It is true that the symbols of the flag's design origins are referential of our colonial past, and that its forerunner, with stars and St George's cross is symbolic of Maori independence.
The official flag (1903) is one under which our men and women have fought and died.
Respect for their honorable sacrifice, alone, should make us invoke the conservative aphorism: "When it is not necessary to do something, it is necessary to do nothing."
Current interest in flag redesign, we are told, originates in the embarrassment experienced by our Prime Minister, John Key, when at international forums he was occasionally seated before an Australian flag.
There was no apparent embarrassment on Mr Key's part when he sought, along with Aussie ex-PM Tony Abbott, to foster our identity with Australia in sending our military personnel as Anzacs to battle Isis.
The embarrassment over the flag mix-ups ought not to have been Mr Key's anyway, but rather the protocol people who cannot count the number of stars on each flag in order to distinguish them.
A further embarrassment is that of riches ... that of the $25 million allocated for this process.
I have been wondering about where that money - which could be better spent on children's education, or children's healthcare, or child poverty - is going.
I've decided that quite a lot is underwriting a public relations campaign designed to keep the public attention on flag choices or other bright shiny objects, rather than engage in discussion of serious present problems that need our attention - the immigration and refugee crisis.
The mass migration from the Middle East and North Africa is largely due to war and its effect on civilian lives and civilian economies.
Those wars bear heavily the imprint of the US and Britain, starting with the great strategic blunder of the 2003 invasion of Iraq. Those two countries are, at the same time, the most resistant to accepting the refugees their wars have created.
The IRC figures for 2013 indicate that 1.3 million people from non-member countries were in the process of emigrating to the European Union. The number is larger now.
What is New Zealand's responsibility in helping to alleviate a problem of such massive proportions?

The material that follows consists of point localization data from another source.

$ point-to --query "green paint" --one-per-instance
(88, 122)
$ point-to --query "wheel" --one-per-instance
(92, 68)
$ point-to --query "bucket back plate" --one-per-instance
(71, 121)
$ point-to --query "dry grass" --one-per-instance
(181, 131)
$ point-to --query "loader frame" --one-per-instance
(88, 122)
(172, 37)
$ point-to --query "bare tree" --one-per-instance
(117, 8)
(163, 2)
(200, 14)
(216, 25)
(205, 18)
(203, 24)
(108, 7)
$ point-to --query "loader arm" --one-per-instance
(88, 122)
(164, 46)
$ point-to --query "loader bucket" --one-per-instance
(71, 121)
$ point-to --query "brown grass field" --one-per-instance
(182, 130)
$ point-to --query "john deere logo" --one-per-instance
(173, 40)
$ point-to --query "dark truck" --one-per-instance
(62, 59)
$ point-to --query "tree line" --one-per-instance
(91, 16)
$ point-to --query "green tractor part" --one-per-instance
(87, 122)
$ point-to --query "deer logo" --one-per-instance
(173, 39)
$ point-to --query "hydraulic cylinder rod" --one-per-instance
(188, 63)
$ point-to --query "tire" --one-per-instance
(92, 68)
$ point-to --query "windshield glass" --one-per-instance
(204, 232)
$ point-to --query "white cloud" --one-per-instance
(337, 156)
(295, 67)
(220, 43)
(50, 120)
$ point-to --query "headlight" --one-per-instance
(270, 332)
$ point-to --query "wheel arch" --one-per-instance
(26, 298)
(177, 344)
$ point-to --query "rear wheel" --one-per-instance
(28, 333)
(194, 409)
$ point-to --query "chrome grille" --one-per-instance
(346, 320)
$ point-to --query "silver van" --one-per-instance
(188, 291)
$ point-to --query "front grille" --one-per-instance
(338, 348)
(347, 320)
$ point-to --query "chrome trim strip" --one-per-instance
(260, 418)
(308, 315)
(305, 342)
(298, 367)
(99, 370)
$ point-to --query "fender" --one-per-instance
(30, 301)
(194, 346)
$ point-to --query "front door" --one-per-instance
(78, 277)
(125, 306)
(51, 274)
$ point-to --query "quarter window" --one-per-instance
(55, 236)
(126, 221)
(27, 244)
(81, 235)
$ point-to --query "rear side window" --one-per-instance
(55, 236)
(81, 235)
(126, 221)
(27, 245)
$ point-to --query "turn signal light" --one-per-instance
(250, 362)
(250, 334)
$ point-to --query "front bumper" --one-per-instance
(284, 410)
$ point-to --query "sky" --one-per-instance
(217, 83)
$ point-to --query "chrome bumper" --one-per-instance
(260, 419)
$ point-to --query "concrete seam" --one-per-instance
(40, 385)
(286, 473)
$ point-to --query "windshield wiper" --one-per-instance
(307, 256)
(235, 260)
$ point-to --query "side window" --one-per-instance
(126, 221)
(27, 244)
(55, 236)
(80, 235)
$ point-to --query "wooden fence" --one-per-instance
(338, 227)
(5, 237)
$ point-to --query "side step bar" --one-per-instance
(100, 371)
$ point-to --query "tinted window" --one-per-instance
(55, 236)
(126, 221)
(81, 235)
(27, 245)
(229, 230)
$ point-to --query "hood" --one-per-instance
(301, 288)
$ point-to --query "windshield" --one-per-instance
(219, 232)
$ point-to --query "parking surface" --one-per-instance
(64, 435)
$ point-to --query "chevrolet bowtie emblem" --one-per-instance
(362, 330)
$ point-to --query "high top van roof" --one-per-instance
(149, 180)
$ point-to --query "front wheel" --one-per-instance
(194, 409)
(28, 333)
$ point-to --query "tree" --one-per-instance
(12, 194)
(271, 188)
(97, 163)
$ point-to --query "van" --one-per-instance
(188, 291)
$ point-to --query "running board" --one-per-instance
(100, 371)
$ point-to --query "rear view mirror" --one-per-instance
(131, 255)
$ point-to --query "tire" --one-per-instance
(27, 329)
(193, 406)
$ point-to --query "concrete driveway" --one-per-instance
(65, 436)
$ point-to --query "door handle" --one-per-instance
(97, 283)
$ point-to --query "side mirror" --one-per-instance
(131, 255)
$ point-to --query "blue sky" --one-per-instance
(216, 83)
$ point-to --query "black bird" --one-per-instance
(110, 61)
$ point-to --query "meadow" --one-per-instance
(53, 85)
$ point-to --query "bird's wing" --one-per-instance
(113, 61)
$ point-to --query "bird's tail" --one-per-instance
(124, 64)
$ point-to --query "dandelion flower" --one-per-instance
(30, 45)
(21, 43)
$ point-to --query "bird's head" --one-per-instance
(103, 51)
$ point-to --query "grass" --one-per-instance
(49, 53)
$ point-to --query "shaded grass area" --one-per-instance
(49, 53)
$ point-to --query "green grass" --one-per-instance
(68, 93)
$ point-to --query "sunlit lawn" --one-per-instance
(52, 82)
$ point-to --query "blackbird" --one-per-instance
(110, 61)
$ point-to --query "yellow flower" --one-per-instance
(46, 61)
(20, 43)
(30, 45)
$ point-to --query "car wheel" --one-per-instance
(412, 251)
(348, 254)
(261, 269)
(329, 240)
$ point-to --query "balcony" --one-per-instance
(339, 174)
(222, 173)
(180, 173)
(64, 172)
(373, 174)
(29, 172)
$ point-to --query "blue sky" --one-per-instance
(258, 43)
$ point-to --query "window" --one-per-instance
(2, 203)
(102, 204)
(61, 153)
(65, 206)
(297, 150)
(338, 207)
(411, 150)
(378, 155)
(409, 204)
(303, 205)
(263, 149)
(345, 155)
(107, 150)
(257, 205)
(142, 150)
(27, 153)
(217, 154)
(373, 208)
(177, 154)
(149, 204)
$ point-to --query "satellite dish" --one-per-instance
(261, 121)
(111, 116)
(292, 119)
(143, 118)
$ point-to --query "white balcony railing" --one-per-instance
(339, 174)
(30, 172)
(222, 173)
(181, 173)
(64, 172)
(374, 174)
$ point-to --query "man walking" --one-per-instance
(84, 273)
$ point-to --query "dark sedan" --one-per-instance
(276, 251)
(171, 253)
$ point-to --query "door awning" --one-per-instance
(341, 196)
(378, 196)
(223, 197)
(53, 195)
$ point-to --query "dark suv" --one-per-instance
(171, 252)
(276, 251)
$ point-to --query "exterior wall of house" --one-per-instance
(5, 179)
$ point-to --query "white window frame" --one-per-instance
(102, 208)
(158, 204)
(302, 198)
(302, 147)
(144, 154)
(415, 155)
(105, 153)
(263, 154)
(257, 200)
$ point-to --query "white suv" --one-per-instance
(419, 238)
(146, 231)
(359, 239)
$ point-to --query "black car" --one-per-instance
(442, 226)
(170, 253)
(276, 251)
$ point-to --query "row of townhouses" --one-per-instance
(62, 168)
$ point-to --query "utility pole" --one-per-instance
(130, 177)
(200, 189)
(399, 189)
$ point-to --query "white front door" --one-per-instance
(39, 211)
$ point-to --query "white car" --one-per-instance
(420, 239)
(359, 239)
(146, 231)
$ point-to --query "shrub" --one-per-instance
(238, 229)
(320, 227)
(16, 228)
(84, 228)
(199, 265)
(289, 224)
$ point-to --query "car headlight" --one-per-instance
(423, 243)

New Zealand has successfully lobbied for a seat on the United Nations Security Council, but with success comes responsibility. We can influence a fair response to immigration on the part of other much larger countries by creating a standard of acceptance of a number of immigrants equivalent to 1 per cent of the home population.
In our case, that is roughly 4000 immigrants.
That number of new people would be beneficial to our need for a younger, hardier population in our regional centres.
Many immigrants are skilled and educated and we can, after assuring their conformity to security requirements, make it a condition that they settle in areas where they would be welcomed and needed and prepared to make a contribution.
-Jay Kuten is an American-trained forensic psychiatrist who emigrated to New Zealand for the fly fishing. He spent 40 years comforting the afflicted and intends to spend the rest afflicting the comfortable.